Device state is useful for making an access decision — however, it’s self-reported by the device. When your device has been compromised, it starts lying to you. Trusted boot and device state attestation are meant to help you detect when this has happened — these work much better for closed ecosystems (like macOS), and are much more complex for open ecosystems with multiple vendors (like Windows).

Device state goes completely out the window as soon as you have to provide access to devices managed by another organization. If you’re large enough, you may be able to require use of a managed device by the vendors.

Network devices

Your corporate network has a lot of legacy devices that don’t meet your Level 3 security controls — like printers. Printers don’t have secure boot. Your MDM probably can’t manage your printer. The easiest way to set up your printer is with a fixed IP address. It’s still a device on the network, and you want to be able to manage access to it in the same way as my other network devices, but you can’t. Existing networks with legacy devices will have a harder time here — maybe if you’re at a startup, and you’re trying to adopt a zero trust architecture, you can just not have a printer.

So, ignoring our long tail of complications, what would the ultimate level of attaining zero trust look like?

— back to regularly scheduled content —

You have a decent way to manage users and user access to SaaS applications, and correlate logs for when users accessed those applications. There are only really two partial solutions today: either host everything yourself, which you see becoming more common with larger infrastructure tools with on prem solutions; or just be Google or Microsoft and use your single sign-on to access everything.

In terms of legacy devices, your zero trust architecture includes all of the devices you have in your corporate network — because they’re all a point of entry to the network. Usually, the easiest way to address this long tail of devices is to move them off the corporate network, instead of making sure they meet the requirements they need to be on it.
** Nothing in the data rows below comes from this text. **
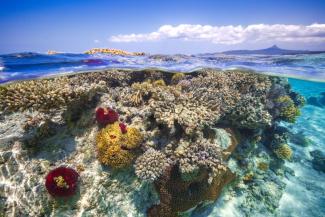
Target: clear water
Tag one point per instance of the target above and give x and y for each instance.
(305, 192)
(32, 65)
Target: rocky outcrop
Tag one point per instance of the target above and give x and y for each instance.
(203, 130)
(113, 52)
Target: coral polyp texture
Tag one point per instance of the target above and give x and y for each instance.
(175, 143)
(62, 182)
(151, 165)
(115, 146)
(284, 152)
(106, 116)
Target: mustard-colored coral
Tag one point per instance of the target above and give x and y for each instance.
(263, 166)
(60, 182)
(177, 77)
(134, 138)
(284, 152)
(159, 82)
(115, 148)
(288, 110)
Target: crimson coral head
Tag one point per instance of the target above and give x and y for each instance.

And lastly, with all of that information about users and devices, you can make real-time access decisions that aren’t just rule-based, but that change based on what you know, quickly enough that the user doesn’t notice or get frustrated. This isn’t easy.

Zero trust is a continuous journey

The wrong takeaway of this blog post is to treat the levels like a checklist — but, if that’s what you’re looking for, and you’re at the very beginning of your zero trust journey, take this as directional guidance on where you’re headed.

The reality is that zero trust is never “done” — it’s a continuous journey (and the friends you make along the way). You should consider what’s right for the risk your organization is facing — it might not be worth it for you to reach the top level. Focus on the core components of a zero trust architecture — users, devices, and access — and what you can do to improve in each area, regardless of where you’re starting.